Toronto Garbage Trucks Will Use Food Waste For Fuel

Every year, it seems like the food waste problem is getting worse faster than it can get better. As much as people want to buy all of the food off of the shelves before it goes bad, there’s just too much. As much as people want to ship the food to people or places that have less, it will barely make the journey. And as much as people want to dispose of their waste as efficiently as possible, there just isn’t a great infrastructure for it.

Yet it never gets less painful watching tons and tons of food fill up plastic bags and landfills.

Efforts around the world are skyrocketing to try and find good solutions to this problem, although so far, most of the proposals seem too little too late. But one solution might finally hold the key to making a real difference: food-fueled biogas. And the city of Toronto plans to maximize its potential, as fast as possible – starting with the waste collectors themselves.

Toronto Garbage Trucks Will Use Collected Food Waste For Fuel

According to a recent announcement from Toronto city officials, the city has legislated four pre-planned waste-to-RNG (Renewable Natural Gas) production schemes for the coming years; all of which will be made possible by their recently constructed Dufferin Solid Waste Management Facility.

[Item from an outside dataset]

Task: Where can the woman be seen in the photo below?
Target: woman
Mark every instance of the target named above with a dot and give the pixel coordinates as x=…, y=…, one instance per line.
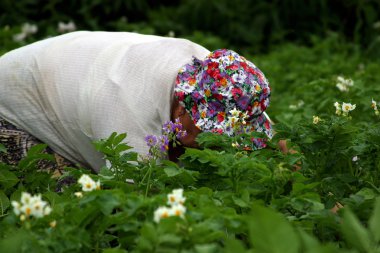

The first of the four plans is for garbage collection. Starting in March 2020, all of the city’s garbage trucks will revert to power from biogas produced by the same trash that they collect. The waste and food scraps gathered from the Green Bins all around the city will then be brought to the facility for processing, where it will create biogas collected by anaerobic digesters that transform it into renewable natural gas. The trucks will then fuel their tanks with it right then and there before heading back out.

The city is also exploring options to irrigate renewable natural gas from the facility’s natural gas pipeline to fueling stations and even homes and businesses to provide heat and electricity.

Toronto Garbage Trucks Will Use Collected Food Waste For Fuel

As the city officials explained, “RNG is less expensive and more environmentally friendly than fossil fuels such as diesel. [And] RNG generated from food waste is actually considered carbon-negative, because the reduction in emissions by not extracting and burning petroleum-based fuel, and the emissions avoided by not sending organics to landfill, exceed the direct emissions associated with the production and use of RNG.”

Toronto will be the first city in North America to see this potential through to a tangible plan and hopes others will follow in its stead soon.